PCRs for the variable region of the putative zona pellucida subunit 3 gene (primer ZP_GM, F: 3' gcaatctgagggtaggacca 5', R: 3' aacgcagtgatccacaaaga 5') were carried out in a 25 µl volume, with Phusion 5X buffer (New England Biolabs, Ipswich, MA), 10mM dNTPs, 10µM forward and reverse primers, 0.2µL Phusion Taq polymerase and approximately 200ng DNA. Thermal cycling conditions were 98°C for 30 sec, followed by 5 cycles of 98°C for 10 sec, 63-59°C touchdown for 30 seconds (-1°C each cycle for 5 cycles) and 72°C for 30 seconds, and then by 30 cycles of 98°C for 10 seconds, 58°C for 30 seconds and 72°C for 30 seconds, and concluded at 72°C for 5 minutes.
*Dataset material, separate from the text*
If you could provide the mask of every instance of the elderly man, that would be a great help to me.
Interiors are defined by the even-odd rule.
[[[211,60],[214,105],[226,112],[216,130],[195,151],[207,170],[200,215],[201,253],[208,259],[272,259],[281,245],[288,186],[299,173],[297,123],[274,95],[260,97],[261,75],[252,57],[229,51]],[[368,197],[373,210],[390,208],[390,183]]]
A total of 230 Pacific cod were sequenced to screen 544 bp of the variable region of ZP3 using primers ZP_GM (Table 1). Sanger sequencing was performed bidirectionally using forward and reverse primers at MCLAB (320 Harbor Way, South San Francisco, CA). Contigs were aligned using Sequencher v. 5.0 (Gene Codes Corporation, Ann Arbor, MI) and scores below 80% quality were discarded. Sequence calls were double checked and confirmed by two readers when ambiguities were present. Consensus sequences were aligned in BioEdit v. 7.2 (Hall, 1999). Sanger DNA sequence data was transformed from unphased sequences to fasta files with two haplotypes for all individuals. Haplotypes for ambiguous (heterozygous) nucleotides at ZP3 segregating sites were inferred using Bayesian methodology with a priori expectations based on coalescent theory in PHASE v2.1.1 and SeqPHASE (Stephens, Smith, & Donnelly, 2001; Flot, 2010). The most likely pair of haplotypes was selected for each individual based on the highest posterior probability.
Flot, F.J. (2010). SeqPHASE: a web tool for interconverting PHASE input/output files and FASTA sequence alignments, Molecular Ecology Resources, 10 (1), 162–166.
Stephens, M., Smith, N.J., & Donnelly, P. (2001). A new statistical method for haplotype reconstruction from population data. The American Journal of Human Genetics, 68(4), 978–989.